This year, Ryan-Scheutz is seeing the publication of two books whose common thread is Italian language and culture, but whose approaches are distinct.

A book she has co-edited, “Set the Stage: Teaching Italian Language, Literature and Culture through Theater,” is forthcoming from Yale University Press. The volume discusses teaching all aspects of the Italian curriculum, language, literature and culture through theater and theater techniques.

Notre Dame students experience the advantages of such instruction in the Italian Theatre workshop. Since 2002, Ryan-Scheutz, director of the Italian Language Program and associate professor of Romance Languages and Literatures, has been the faculty advisor for the workshop.

“The play gives them a chance to study, in depth, a piece of literature,” she says. “They do character analysis, literary analysis. We focus on one piece, but study the author in a time period and examine socioeconomic conditions presented in the play.”

Actually acting out the play “helps them appropriate language and the culture in mind, the body, and their spirit.”

Ryan-Scheutz herself was a bit slow to appropriate her own Italian heritage. But once she began, she found that Italy and its culture appropriated her.

A Ryan by birth, it is her mother’s family who is Italian, with Santinis and Puccinis on one side of the maternal family tree or another. When she came to Notre Dame as an undergrad in the late 1980s, Ryan-Scheutz majored in French and political science and spent a year in the Angers, France, program. While there, she decided to visit her relatives in nearby Italy.

“I had an awakening,” she recalls. “Why didn’t I ever study Italian?” She began as soon as she returned to Notre Dame for her junior year.

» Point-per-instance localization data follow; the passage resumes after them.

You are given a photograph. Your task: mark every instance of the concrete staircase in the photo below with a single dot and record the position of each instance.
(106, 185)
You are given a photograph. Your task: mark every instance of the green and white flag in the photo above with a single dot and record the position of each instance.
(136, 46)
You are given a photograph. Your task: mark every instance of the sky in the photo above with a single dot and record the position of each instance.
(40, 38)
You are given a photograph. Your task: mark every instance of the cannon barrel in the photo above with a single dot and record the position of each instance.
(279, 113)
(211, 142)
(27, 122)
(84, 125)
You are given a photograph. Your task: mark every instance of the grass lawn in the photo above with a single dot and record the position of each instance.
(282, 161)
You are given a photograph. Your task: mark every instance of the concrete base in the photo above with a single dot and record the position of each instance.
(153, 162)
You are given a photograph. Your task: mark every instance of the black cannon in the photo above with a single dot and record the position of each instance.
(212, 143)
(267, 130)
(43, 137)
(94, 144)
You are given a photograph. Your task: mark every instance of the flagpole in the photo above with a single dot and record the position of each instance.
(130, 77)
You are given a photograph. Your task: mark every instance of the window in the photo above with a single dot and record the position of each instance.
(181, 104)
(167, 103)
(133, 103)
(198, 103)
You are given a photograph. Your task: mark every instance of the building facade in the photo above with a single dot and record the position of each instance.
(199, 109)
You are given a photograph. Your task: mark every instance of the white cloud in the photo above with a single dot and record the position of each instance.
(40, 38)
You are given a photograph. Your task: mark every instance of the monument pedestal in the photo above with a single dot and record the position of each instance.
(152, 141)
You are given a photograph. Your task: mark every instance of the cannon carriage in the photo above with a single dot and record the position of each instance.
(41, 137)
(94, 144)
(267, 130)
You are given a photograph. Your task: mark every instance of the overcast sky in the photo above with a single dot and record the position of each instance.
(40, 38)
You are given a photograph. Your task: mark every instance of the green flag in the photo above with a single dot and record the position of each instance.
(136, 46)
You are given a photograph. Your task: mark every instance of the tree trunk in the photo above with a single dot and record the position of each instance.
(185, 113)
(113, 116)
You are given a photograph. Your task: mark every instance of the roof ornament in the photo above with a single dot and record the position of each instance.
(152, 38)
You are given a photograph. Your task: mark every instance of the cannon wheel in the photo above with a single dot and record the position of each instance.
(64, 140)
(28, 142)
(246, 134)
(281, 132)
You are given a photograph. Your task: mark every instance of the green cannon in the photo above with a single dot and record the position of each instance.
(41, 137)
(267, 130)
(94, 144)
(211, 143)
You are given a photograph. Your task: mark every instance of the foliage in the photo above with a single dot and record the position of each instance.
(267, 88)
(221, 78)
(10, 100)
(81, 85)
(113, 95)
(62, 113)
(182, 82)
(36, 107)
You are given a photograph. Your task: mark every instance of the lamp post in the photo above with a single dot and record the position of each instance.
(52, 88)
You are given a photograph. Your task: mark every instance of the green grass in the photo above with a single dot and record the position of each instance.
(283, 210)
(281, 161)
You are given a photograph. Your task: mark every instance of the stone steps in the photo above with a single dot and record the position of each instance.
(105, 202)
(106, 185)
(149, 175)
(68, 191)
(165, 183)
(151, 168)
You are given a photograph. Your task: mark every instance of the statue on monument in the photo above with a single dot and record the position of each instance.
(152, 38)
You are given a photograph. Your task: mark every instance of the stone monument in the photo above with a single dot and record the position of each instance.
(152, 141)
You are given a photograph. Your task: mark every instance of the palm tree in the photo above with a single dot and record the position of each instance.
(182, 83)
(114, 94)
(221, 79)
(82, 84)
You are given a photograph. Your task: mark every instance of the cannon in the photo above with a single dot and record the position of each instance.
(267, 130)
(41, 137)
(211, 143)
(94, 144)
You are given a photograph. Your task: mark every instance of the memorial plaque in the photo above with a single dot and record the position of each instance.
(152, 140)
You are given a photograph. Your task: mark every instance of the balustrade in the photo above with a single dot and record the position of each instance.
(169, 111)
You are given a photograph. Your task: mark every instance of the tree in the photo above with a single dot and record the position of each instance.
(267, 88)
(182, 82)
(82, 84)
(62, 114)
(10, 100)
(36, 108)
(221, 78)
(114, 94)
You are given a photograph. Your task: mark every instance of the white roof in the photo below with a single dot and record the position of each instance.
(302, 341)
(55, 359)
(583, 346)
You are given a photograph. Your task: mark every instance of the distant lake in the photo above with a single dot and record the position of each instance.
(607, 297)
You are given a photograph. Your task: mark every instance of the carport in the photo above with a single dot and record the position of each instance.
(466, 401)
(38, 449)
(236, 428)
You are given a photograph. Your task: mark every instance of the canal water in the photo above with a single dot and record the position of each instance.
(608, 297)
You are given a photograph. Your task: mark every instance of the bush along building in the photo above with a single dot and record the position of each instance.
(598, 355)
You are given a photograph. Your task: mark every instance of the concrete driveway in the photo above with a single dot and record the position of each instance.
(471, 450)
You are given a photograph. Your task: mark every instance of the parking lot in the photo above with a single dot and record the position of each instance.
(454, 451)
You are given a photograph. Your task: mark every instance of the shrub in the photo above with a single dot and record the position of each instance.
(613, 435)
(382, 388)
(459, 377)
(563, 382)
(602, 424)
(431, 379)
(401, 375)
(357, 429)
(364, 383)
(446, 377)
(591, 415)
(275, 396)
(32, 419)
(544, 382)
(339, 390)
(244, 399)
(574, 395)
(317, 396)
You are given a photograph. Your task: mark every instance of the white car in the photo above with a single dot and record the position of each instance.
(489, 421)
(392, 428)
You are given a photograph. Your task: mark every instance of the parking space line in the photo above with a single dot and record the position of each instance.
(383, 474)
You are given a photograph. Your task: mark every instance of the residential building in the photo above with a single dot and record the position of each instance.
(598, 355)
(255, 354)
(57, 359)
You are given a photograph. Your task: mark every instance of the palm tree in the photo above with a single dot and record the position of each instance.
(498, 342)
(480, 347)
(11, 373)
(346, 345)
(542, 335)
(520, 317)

After graduating, she lived in Italy for three years, teaching English as a second language in a town midway between Pisa and Florence. By her third year, she began to study part time for a master’s degree in Italian from Middlebury College, and in 1993 she enrolled in Indiana University’s doctoral program.

Her focus at that point was not on theater, but on film, particularly the work of Pier Paolo Pasolini. Today, Pasolini may be most remembered in the U.S. for “The Gospel According to Saint Matthew,” which followed Christ’s life through the disciple’s eyes.

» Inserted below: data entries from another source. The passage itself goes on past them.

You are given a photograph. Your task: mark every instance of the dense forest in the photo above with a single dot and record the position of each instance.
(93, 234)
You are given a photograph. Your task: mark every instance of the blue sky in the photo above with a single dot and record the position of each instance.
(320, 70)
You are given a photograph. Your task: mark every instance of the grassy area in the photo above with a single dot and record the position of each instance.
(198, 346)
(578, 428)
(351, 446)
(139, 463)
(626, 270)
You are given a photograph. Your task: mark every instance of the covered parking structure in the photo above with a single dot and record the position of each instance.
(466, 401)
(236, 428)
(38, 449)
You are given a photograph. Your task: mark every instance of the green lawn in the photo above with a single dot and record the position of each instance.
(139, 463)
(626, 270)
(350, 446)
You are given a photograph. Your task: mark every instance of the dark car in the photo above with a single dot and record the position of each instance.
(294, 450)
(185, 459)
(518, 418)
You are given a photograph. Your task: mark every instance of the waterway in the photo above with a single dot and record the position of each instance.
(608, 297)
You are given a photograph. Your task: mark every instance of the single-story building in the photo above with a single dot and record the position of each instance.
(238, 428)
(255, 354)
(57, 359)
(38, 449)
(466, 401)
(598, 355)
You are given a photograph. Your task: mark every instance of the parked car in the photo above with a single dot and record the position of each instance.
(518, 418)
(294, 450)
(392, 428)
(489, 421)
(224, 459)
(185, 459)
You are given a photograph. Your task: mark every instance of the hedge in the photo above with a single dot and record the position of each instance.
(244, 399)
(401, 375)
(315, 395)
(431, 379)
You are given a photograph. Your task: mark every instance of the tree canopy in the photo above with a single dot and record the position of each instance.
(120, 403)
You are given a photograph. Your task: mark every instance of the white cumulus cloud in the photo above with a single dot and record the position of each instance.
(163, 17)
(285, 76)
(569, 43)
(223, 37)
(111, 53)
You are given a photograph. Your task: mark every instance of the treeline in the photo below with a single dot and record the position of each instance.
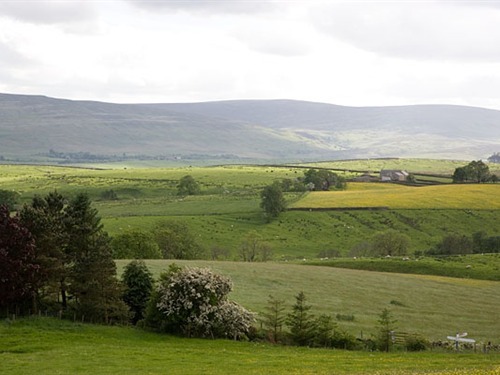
(194, 303)
(476, 171)
(457, 244)
(56, 257)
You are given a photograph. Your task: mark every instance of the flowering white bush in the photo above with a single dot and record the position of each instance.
(194, 302)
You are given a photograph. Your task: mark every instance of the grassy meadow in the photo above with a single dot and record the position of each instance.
(228, 207)
(225, 212)
(393, 196)
(49, 346)
(430, 305)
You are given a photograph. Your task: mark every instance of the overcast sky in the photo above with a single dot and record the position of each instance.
(342, 52)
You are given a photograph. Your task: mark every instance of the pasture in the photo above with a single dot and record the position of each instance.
(393, 196)
(228, 207)
(49, 346)
(429, 305)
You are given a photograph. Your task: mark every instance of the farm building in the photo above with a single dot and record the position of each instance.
(393, 175)
(365, 177)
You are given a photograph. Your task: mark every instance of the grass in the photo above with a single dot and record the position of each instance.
(433, 306)
(474, 197)
(48, 346)
(228, 207)
(480, 266)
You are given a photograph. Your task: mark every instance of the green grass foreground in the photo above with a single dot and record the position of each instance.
(432, 306)
(50, 346)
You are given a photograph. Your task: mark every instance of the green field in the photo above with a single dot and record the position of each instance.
(48, 346)
(228, 207)
(431, 305)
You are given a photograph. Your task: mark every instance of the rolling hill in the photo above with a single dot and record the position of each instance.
(266, 130)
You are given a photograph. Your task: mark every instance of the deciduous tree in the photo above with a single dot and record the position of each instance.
(391, 243)
(386, 330)
(274, 318)
(188, 186)
(135, 244)
(176, 241)
(138, 282)
(194, 303)
(272, 200)
(18, 270)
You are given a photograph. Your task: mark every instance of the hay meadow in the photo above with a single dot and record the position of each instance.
(227, 209)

Pasolini was considered a giant of European filmmaking when the after-effects of World War II and the clashing interests of socialists and capitalists were impacting Italian culture. Telling stories through strong female characters, Pasolini’s works exposed his concerns about the negative effects of modern life on classic Italian culture.

“He used the private aspects of the family, or he merged the private identities of his female figures, with more public or political concerns, such as the plight of marginal social classes, social diversity, the poor—things that were important in the 1960s in Italy,” Ryan-Scheutz says.

Her research on Pasolini culminates in July with the release of “The Sex, the Self and the Sacred: Women in the Cinema of Pier Paolo Pasolini” by University of Toronto Press.

The publisher’s notes credit the book for its advances in feminist theory. At Notre Dame, Ryan-Scheutz has been credited as an outstanding role model for women, receiving the 2003 Distinguished Notre Dame Woman Recognition Award.

She says her career will continue on dual paths when she returns from leave. She currently is engaged in a third pursuit. Or, given that Italian culture reveres both cuisine and family, we’ll say she is appreciating another of the spices of life—the recent birth of her second child.